Book III: Vegyes dalok (Diverse Songs)

Book IV: Új dalok (New Style Songs)

The last book from this set has only one untitled movement, which, in turn, contains five different songs joined attacca, thus turning it into a continuous musical texture with connecting piano passages. According to professor Michael Hicks, Bartók did not merely arrange folk music, but he rather re-composed the pieces and used repetitions, transpositions, texture economy and narrative building, which helped him "reach his ideal of making high art from the folksong of his homeland".

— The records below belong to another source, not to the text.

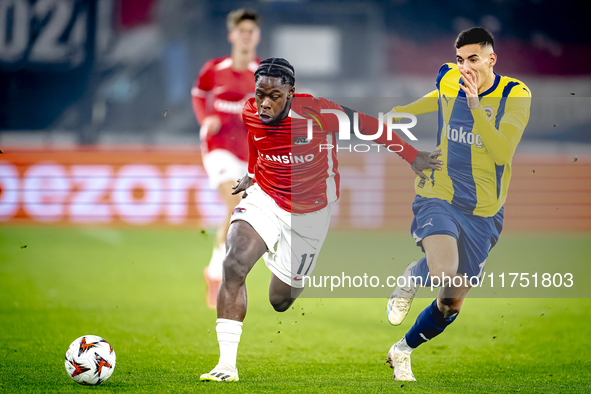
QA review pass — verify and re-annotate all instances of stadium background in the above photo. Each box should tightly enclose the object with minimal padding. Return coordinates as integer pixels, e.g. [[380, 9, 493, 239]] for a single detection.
[[0, 0, 591, 392]]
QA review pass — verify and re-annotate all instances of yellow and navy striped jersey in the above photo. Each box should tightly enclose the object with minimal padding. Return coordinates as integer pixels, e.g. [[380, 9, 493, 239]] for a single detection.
[[392, 63, 531, 217]]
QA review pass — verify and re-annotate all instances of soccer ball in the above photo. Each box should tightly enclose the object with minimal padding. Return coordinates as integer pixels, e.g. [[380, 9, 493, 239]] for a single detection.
[[66, 335, 116, 385]]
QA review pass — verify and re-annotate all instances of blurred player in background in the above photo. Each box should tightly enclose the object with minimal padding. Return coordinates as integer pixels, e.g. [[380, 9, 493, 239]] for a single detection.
[[387, 27, 531, 380], [191, 9, 260, 309], [201, 58, 438, 382]]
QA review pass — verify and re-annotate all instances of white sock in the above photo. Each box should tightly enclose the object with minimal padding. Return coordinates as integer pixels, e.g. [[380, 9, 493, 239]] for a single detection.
[[396, 337, 415, 354], [207, 244, 226, 280], [215, 319, 242, 368]]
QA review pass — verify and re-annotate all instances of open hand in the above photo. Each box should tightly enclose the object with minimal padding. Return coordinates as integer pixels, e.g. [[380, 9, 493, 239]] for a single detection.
[[460, 67, 480, 109], [232, 174, 254, 198]]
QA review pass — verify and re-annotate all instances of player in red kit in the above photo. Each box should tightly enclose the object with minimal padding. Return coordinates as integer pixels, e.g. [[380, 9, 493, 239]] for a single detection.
[[201, 58, 439, 382], [191, 9, 260, 309]]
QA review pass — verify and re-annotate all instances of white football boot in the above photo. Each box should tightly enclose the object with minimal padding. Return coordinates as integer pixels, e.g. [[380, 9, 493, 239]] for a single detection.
[[199, 363, 238, 382], [388, 338, 416, 382], [386, 261, 419, 326]]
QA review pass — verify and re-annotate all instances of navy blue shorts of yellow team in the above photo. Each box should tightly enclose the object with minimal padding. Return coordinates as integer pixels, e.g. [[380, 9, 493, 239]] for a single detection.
[[410, 196, 503, 277]]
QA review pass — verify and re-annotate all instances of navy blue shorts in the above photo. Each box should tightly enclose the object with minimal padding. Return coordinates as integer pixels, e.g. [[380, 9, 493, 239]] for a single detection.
[[410, 196, 504, 277]]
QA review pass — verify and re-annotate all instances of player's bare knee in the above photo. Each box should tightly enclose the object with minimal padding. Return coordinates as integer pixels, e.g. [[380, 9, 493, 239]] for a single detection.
[[223, 252, 249, 283]]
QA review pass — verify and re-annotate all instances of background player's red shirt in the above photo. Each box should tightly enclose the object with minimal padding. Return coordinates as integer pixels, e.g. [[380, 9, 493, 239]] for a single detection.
[[191, 56, 260, 161], [242, 93, 418, 213]]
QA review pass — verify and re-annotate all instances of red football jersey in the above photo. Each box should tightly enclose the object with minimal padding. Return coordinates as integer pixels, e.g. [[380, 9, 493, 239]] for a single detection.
[[242, 93, 418, 213], [191, 56, 260, 161]]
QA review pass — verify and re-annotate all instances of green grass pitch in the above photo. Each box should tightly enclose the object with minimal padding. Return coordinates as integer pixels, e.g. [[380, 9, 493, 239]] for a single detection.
[[0, 226, 591, 393]]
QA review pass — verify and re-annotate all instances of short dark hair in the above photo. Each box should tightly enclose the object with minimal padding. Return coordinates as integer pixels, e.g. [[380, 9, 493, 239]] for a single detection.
[[456, 27, 495, 49], [226, 8, 261, 31], [254, 57, 295, 86]]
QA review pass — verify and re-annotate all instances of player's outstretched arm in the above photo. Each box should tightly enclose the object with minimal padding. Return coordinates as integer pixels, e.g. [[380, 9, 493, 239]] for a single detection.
[[410, 150, 443, 181], [460, 69, 531, 165], [232, 174, 254, 198]]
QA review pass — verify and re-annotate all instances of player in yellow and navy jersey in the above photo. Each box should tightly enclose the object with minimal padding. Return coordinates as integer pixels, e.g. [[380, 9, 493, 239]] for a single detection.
[[387, 27, 531, 380]]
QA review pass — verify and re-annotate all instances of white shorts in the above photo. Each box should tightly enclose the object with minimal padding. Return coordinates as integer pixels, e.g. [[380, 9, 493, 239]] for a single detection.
[[203, 149, 248, 189], [230, 184, 331, 288]]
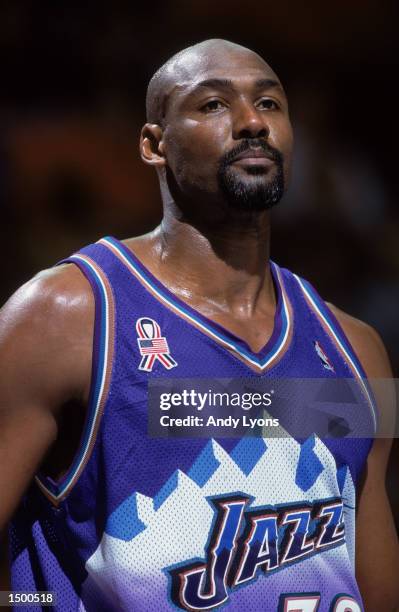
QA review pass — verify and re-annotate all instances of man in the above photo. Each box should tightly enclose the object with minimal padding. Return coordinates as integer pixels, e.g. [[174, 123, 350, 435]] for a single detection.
[[0, 40, 398, 612]]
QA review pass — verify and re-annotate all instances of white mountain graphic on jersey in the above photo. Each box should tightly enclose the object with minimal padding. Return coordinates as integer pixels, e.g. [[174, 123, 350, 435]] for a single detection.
[[81, 436, 355, 612]]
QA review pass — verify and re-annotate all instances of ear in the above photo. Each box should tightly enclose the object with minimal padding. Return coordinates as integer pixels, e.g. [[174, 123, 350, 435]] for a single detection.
[[140, 123, 166, 166]]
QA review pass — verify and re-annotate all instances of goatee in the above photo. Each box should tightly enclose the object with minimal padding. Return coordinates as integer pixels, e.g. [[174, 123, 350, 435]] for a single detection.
[[217, 140, 284, 212]]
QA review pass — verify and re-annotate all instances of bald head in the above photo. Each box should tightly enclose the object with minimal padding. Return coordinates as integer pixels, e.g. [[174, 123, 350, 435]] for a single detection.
[[146, 38, 278, 127]]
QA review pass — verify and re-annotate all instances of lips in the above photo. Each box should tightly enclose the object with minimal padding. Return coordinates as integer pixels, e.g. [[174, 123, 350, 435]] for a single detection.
[[231, 149, 274, 166]]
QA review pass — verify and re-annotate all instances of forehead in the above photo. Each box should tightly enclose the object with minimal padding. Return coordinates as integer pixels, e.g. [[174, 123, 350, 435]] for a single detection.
[[167, 48, 281, 95]]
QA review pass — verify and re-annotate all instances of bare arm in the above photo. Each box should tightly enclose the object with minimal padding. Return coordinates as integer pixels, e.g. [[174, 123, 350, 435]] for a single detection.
[[0, 265, 94, 531], [330, 305, 399, 612]]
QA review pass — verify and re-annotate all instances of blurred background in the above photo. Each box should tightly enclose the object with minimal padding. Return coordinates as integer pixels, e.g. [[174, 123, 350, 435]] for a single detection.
[[0, 0, 399, 588]]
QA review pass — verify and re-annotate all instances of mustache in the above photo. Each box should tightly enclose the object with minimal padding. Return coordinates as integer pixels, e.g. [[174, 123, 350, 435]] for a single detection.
[[221, 138, 283, 166]]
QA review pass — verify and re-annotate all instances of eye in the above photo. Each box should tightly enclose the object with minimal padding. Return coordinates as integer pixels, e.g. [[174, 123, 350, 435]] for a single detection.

The lyrics were written in Bartók's native Hungarian. However, they were translated into German for their latest edition. Book I was translated by Benedikt Szabolcsi and Books II to IV by Rudolf Stefan Hoffmann.

== Arrangements ==

Bartók himself also published an arrangement for voice and orchestra of songs 1, 2, 11, 14, and 12. It was entitled Five Hungarian Folksongs, Sz. 101, BB 108, and was published some years later, in 1933, to celebrate the 80th anniversary of the Budapest Philharmonic Orchestra.